«Slow Food vivrà un grande cambiamento», intervista a Carlo Petrini

«Non possiamo pensare di influenzare e cambiare il sistema alimentare e tutto quello che ne deriva restando soli, isolandoci sulle nostre posizioni e magari anche avendo paura di contaminarci, di incrociare strade che non sono le nostre e di ascoltare voci che suonano lontane».

Il fondatore di Slow Food annuncia alcune delle linee politiche che verranno discusse da  domani (venerdì 6) e fino a domenica 8 luglio a Montecatini Terme (Pt) per il IX Congresso nazionale di Slow Food Italia

«Dovremo avere la forza e la capacità di aprirci ed essere inclusivi verso i tanti con cui condividiamo obiettivi fondamentali come la lotta allo spreco, il superamento delle disuguaglianze, la tutela della biodiversità, l’inasprimento del cambiamento climatico, solo per citarne alcuni. Dovremo avere il coraggio di superare formalismi e strutture che potrebbero rischiare di tenerci ancorati a una realtà che è ormai superata.

Dovremo cooperare più da vicino con le altre associazioni, con i singoli cittadini, con le amministrazioni locali, con le comunità rurali, con i movimenti urbani.

Dovremo essere bravi a intercettare e a mettere in rete tutte quelle realtà che interpretano questo sentimento. Dovremo essere bravi a coinvolgere i docenti e le Università che riconoscono la necessità di democratizzare la cultura e di elevare i saperi tradizionali allo stesso livello di autorevolezza di quelli scientifici. Solo così loro saranno giganti, ma noi saremo moltitudine».

Petrini, in che direzione sta andando l’associazione che ormai vanta più di 30 anni di storia?

Il compito di questo congresso sarà quello di individuare la strada migliore per accogliere le istanze emerse dal nostro Congresso internazionale che si è svolto l’anno scorso a Chengdu in Cina, forse il momento più innovativo e coraggioso di questo movimento, secondo le esigenze, le aspirazioni, i programmi di Slow Food Italia. Quel confronto ha prodotto una dichiarazione che sintetizza le principali sfide del nostro futuro e, fra queste, il cambiamento della nostra forma organizzativa

Si spieghi meglio.

Ci è apparso chiaro che non siamo una forma associativa classica né una Ong, ma un movimento che lavora in rete e che nella rete ha la sua maggiore ricchezza. A Chengdu abbiamo scelto il modello organizzativo della comunità

Cosa intende Slow Food per comunità?

Il termine comunità non è nuovo nella storia di Slow Food e nella storia della civiltà in genere. La parola latina da cui deriva indica la capacità di saper mettere in comune esperienze, problemi, risorse, conoscenze, ma anche un modo di porsi e interconnettersi. Per noi, al centro dell’idea di comunità c’è il bene comune, legato al cibo, all’ambiente, alla socialità, alla spiritualità. E il suo elemento fondante è la sicurezza affettiva. Nei secoli le comunità hanno determinato il cambiamento, la ricostruzione se non la rigenerazione dell’economia, l’adattamento alle diverse situazioni, hanno espresso la capacità di realizzare le sfide.
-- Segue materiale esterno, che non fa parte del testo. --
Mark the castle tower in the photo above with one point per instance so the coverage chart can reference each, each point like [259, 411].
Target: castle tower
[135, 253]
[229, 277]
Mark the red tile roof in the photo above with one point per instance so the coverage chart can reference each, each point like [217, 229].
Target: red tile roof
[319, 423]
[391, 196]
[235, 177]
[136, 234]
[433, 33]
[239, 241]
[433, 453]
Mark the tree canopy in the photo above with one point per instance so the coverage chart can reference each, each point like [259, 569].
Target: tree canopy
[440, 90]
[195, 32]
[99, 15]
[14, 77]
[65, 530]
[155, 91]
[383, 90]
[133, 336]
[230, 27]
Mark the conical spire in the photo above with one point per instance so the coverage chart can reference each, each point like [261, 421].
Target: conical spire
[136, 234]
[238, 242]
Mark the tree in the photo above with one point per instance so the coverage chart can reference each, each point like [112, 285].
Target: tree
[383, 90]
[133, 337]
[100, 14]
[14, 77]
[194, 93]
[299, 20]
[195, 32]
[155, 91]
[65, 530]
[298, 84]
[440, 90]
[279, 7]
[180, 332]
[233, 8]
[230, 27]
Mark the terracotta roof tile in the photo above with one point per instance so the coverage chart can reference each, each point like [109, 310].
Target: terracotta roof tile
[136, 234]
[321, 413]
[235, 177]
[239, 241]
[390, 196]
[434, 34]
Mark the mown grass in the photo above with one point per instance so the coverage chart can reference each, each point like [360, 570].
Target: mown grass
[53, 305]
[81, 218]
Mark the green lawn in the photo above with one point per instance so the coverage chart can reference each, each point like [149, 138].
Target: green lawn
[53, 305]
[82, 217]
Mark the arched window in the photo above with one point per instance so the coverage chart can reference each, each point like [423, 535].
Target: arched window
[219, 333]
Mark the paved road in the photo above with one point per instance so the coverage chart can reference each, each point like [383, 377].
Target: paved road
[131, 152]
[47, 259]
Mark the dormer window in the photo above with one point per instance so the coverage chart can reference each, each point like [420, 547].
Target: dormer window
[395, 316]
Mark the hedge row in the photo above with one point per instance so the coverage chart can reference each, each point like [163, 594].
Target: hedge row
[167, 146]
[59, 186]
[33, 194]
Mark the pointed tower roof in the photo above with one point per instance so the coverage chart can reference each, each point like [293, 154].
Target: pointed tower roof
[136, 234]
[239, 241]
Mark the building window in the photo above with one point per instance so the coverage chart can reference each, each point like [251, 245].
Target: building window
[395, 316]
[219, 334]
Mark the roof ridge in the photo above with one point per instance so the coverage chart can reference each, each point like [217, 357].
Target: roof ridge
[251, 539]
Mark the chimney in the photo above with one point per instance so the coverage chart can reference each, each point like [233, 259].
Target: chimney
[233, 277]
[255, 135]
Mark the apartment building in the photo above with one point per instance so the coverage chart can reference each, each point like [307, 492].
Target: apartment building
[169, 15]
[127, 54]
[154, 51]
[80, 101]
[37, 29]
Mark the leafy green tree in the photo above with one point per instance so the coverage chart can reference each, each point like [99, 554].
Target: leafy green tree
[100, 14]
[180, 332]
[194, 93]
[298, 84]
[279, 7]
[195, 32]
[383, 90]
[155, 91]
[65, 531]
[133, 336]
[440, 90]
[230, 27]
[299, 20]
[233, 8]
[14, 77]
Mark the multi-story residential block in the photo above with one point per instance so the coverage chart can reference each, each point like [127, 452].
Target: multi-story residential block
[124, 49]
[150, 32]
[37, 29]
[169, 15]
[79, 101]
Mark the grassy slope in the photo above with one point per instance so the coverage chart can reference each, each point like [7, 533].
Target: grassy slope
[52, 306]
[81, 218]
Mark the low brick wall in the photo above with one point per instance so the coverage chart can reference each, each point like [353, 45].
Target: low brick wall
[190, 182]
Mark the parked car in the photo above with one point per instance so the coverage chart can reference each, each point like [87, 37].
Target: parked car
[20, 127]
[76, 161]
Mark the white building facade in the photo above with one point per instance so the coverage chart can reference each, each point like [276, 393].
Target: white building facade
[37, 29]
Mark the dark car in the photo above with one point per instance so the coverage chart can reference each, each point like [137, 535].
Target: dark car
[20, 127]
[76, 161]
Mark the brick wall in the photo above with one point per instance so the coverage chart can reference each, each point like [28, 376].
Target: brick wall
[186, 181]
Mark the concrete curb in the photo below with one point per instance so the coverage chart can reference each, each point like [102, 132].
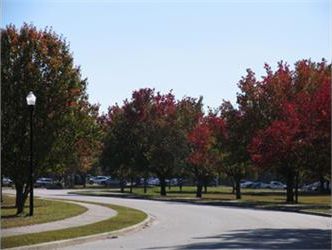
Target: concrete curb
[231, 205]
[74, 241]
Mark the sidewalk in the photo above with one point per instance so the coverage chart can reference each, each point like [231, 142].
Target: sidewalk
[94, 214]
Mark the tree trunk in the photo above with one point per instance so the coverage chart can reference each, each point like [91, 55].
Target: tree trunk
[84, 180]
[145, 185]
[297, 188]
[131, 184]
[19, 198]
[180, 185]
[199, 189]
[321, 186]
[233, 186]
[162, 186]
[122, 185]
[290, 186]
[1, 188]
[238, 189]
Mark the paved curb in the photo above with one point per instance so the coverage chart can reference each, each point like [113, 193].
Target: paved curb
[74, 241]
[280, 209]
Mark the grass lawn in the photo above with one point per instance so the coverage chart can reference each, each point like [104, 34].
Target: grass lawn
[125, 217]
[222, 195]
[44, 211]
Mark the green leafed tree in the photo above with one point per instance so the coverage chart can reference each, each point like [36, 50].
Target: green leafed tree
[38, 61]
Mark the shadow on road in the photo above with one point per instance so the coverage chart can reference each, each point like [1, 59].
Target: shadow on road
[262, 239]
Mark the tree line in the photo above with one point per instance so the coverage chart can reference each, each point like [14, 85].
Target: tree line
[281, 123]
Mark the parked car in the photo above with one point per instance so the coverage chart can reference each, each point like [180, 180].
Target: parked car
[6, 182]
[153, 181]
[311, 187]
[44, 182]
[112, 182]
[246, 184]
[277, 185]
[98, 180]
[259, 184]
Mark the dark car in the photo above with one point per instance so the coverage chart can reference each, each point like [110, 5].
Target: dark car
[44, 182]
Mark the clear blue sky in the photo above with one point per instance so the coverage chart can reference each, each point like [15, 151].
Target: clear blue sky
[193, 47]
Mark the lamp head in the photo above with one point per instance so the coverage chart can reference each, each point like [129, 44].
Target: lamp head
[31, 99]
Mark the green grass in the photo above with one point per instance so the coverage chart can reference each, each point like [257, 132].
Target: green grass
[256, 198]
[44, 211]
[125, 217]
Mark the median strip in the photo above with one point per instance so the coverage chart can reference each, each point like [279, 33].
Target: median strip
[126, 217]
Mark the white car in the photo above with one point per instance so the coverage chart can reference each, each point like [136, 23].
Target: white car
[246, 184]
[7, 182]
[100, 180]
[277, 185]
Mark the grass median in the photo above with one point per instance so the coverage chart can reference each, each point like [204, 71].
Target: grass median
[125, 217]
[44, 211]
[222, 195]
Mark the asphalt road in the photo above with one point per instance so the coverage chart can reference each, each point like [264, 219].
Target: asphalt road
[187, 226]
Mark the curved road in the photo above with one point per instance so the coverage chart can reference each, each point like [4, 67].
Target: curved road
[187, 226]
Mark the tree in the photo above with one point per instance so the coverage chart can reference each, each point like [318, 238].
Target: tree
[236, 158]
[295, 105]
[205, 152]
[39, 61]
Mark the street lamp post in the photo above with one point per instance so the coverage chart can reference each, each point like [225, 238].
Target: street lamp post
[31, 101]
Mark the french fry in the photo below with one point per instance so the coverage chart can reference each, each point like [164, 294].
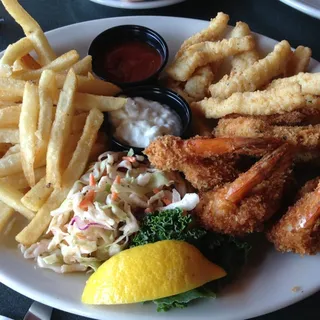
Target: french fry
[11, 164]
[42, 47]
[11, 86]
[27, 128]
[61, 63]
[9, 116]
[78, 122]
[31, 233]
[47, 92]
[84, 146]
[21, 16]
[197, 86]
[215, 29]
[83, 101]
[70, 148]
[19, 181]
[12, 150]
[86, 102]
[299, 61]
[278, 100]
[5, 104]
[92, 86]
[6, 215]
[9, 136]
[9, 98]
[83, 66]
[32, 29]
[14, 52]
[29, 63]
[99, 146]
[203, 53]
[256, 76]
[37, 196]
[12, 197]
[61, 129]
[4, 147]
[242, 61]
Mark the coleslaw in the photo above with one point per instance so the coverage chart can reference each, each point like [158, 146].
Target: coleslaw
[102, 210]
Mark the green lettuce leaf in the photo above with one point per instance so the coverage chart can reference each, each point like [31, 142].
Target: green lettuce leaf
[226, 251]
[167, 225]
[183, 299]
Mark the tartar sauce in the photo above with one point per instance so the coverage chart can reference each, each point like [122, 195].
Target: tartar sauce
[141, 121]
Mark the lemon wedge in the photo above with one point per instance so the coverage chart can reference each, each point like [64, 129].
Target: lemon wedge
[150, 272]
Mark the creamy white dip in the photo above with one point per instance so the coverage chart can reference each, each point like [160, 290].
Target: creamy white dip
[141, 121]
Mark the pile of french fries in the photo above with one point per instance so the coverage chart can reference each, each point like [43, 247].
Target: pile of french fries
[51, 110]
[253, 85]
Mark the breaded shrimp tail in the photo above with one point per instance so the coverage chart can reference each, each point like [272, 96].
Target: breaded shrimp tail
[244, 205]
[299, 229]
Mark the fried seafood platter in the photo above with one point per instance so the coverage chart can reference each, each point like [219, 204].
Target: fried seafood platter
[244, 133]
[266, 107]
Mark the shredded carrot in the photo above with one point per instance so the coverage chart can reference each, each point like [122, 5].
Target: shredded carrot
[130, 159]
[114, 196]
[87, 200]
[92, 180]
[117, 180]
[166, 201]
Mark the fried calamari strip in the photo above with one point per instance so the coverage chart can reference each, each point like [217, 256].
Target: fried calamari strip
[216, 27]
[309, 83]
[305, 137]
[197, 86]
[277, 100]
[255, 76]
[203, 53]
[244, 60]
[299, 61]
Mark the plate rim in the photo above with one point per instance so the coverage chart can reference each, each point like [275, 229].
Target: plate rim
[137, 6]
[52, 301]
[302, 7]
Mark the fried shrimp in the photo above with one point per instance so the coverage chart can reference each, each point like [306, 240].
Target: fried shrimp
[243, 205]
[299, 229]
[171, 153]
[206, 162]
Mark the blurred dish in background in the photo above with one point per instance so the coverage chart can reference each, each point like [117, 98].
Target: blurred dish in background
[310, 7]
[137, 4]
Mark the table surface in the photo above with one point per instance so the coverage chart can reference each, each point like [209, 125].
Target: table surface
[270, 18]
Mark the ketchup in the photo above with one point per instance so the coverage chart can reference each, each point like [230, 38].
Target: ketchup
[131, 61]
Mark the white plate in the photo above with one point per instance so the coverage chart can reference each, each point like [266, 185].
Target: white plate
[310, 7]
[149, 4]
[264, 287]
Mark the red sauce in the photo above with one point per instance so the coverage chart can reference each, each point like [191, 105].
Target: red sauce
[132, 61]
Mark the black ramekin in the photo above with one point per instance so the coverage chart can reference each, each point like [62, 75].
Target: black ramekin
[161, 95]
[121, 34]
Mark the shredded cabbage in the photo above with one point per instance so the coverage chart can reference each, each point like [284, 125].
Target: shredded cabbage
[98, 217]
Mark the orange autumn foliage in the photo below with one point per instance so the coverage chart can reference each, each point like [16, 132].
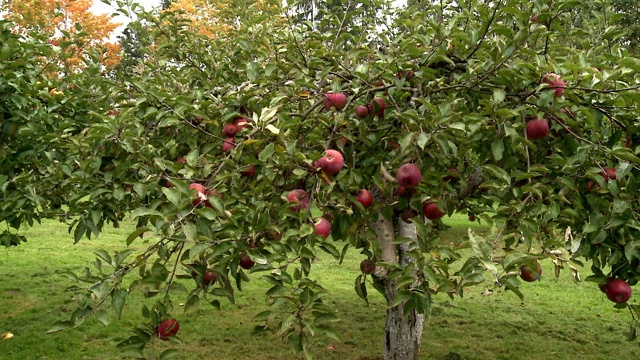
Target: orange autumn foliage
[58, 18]
[218, 18]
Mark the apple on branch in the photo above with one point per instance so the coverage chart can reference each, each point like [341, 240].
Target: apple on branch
[331, 163]
[167, 328]
[409, 176]
[337, 100]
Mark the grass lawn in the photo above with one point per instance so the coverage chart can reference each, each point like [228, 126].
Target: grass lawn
[559, 319]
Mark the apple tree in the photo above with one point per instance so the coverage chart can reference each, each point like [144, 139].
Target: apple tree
[257, 152]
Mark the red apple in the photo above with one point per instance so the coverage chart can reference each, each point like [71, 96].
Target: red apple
[229, 130]
[537, 129]
[323, 227]
[452, 176]
[167, 328]
[240, 123]
[554, 82]
[603, 287]
[365, 198]
[228, 144]
[209, 278]
[246, 262]
[406, 192]
[337, 100]
[299, 197]
[362, 111]
[409, 176]
[367, 266]
[528, 274]
[377, 107]
[431, 211]
[609, 173]
[331, 163]
[618, 291]
[201, 192]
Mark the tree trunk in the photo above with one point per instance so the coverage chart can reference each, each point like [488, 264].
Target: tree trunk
[403, 335]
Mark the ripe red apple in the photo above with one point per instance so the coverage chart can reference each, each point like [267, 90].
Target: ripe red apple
[362, 111]
[229, 130]
[240, 123]
[554, 83]
[537, 129]
[365, 198]
[331, 163]
[209, 278]
[323, 227]
[609, 173]
[167, 328]
[299, 197]
[201, 192]
[406, 192]
[246, 262]
[452, 176]
[367, 266]
[409, 176]
[377, 106]
[618, 291]
[431, 211]
[337, 100]
[249, 172]
[528, 274]
[228, 144]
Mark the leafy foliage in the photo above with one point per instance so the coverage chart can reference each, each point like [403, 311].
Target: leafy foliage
[460, 82]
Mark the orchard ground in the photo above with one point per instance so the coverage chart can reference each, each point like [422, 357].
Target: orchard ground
[558, 320]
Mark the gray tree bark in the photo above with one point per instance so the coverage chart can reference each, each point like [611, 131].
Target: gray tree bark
[403, 335]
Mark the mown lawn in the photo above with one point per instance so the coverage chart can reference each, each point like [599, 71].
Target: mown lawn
[558, 320]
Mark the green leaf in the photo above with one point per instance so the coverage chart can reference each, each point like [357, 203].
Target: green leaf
[193, 301]
[197, 249]
[136, 234]
[631, 63]
[190, 232]
[102, 254]
[267, 152]
[103, 317]
[498, 96]
[497, 149]
[139, 212]
[119, 299]
[173, 195]
[206, 212]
State pensando ad una svolta davvero radicale.

No. Il processo evolutivo non avviene per fratture o rotture, ma crediamo vada agevolato. Dopo il congresso in Cina è iniziato l’affiancamento delle comunità alle Condotte. Abbiamo chiaro l’obiettivo: lavorare per l’inclusione e per diventare una rete unica, per favorire alleanze. Le comunità esistono già. Includerle, ed essere in grado di avere un’idea sempre più chiara delle persone che compongono il nostro movimento, significa riuscire a descriverne con maggiore precisione l’impatto, la diffusione, l’identità. Infatti, non possiamo pensare di cambiare il sistema alimentare restando soli, isolandoci sulle nostre posizioni e magari anche avendo paura di contaminarci, di incrociare strade che non sono le nostre e di ascoltare voci che suonano lontane.

L’associazione italiana che si riunisce a Montecatini è pronta al nuovo corso?

I soci a livello nazionale sono 30-35 mila, ma ci è chiaro che le nostre iniziative interessano una platea più ampia, che possiamo stimare in circa 300 mila persone. Nell’ultimo anno abbiamo aperto 500 orti scolastici e non possiamo certo dire a questi protagonisti del futuro che non sono parte di Slow Food. Sono questi gli spunti che ci portano a pensare di coinvolgere sempre più anche coloro che non hanno una tessera. Vogliamo consentire alle comunità di essere parte del movimento, senza passare attraverso le strutture gerarchiche del territorio, perché si tratta di persone che sono parte della nostra famiglia, della nostra cultura.